Türkiye’de 2026 yılıyla birlikte konut satışlarında köklü bir dönem başlıyor. Tapu ve Kadastro Genel Müdürlüğü, mülklerin rayiç bedellerini gerçek piyasa değerine göre güncelleyecek. Bu adım, hem mülk sahiplerinin cebini hem de konut sektörünün dengesini doğrudan etkileyecek.
Milyarlarca Dolarlık Vergi Kaybı Tarih Oluyor
Türkiye’de yılda ortalama 1,5 milyon konut el değiştiriyor. Ancak rayiç bedel ile gerçek satış fiyatı arasındaki fark, devlete her yıl yaklaşık 6 milyar dolar vergi kaybettiriyor. İmarlı araziler de hesaba katıldığında bu rakam 25 milyar dolara kadar çıkıyor. Yeni sistemle birlikte, satışlar artık piyasa gerçekleri üzerinden yapılacak ve kamu gelirlerinde ciddi bir artış sağlanacak.
Tapuda Hukuki ve Psikolojik Güvence
2026’da yürürlüğe girecek uygulamayla, tapu kayıtlarında görünen değerler ile gerçek piyasa değerleri örtüşecek. Bu sadece rakamlardaki bir düzeltme değil; aynı zamanda alıcı ve satıcı için güven veren hukuki bir zemin anlamına geliyor. Resmi satış fiyatı ile piyasa fiyatı arasındaki makas kapanacak.
Kredi Kapıları Daha Fazla Açılacak
Bankalar, kredi verirken taşınmazların rayiç bedelini teminat olarak baz alıyor.
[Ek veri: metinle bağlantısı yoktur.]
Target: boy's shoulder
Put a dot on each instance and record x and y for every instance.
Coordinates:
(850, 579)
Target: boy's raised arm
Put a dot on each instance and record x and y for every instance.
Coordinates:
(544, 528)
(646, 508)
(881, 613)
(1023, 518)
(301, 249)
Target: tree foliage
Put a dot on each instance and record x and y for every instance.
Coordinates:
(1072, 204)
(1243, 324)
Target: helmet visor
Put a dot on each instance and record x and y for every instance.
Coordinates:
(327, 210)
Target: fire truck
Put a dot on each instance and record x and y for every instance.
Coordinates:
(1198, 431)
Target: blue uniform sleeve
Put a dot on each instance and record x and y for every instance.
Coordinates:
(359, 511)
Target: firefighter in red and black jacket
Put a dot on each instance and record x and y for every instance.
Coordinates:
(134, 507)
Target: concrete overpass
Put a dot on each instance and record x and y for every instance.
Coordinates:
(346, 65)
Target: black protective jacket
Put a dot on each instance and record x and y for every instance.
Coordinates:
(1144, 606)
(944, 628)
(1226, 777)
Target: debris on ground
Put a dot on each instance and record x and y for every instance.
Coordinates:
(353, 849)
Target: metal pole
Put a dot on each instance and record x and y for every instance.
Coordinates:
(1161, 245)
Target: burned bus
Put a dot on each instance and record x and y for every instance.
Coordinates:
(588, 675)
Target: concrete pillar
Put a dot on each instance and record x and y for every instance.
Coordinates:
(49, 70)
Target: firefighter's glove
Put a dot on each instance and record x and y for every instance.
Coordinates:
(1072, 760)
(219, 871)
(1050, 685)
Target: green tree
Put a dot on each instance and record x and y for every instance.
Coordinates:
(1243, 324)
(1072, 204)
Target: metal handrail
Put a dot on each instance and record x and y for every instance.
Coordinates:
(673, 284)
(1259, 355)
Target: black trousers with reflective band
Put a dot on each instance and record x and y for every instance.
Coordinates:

Değerlerin yükselmesi, kredi limitlerini artırarak yatırımcıların ve ev almak isteyenlerin finansmana daha kolay erişmesini sağlayacak. Düşük teminat nedeniyle kredi kullanamayanlar için yeni bir fırsat kapısı açılacak.
Belediyelerin Kasası Dolacak
Rayiç bedel artışı, belediyelerin emlak vergisi gelirlerini de katlayacak. Yerel yönetimler bu ek bütçeyi altyapı, ulaşım ve kamu hizmetlerine aktarabilecek. Ancak sektör uzmanları, artan vergi ve harçların konut satış hızını olumsuz etkileyebileceği konusunda uyarıyor.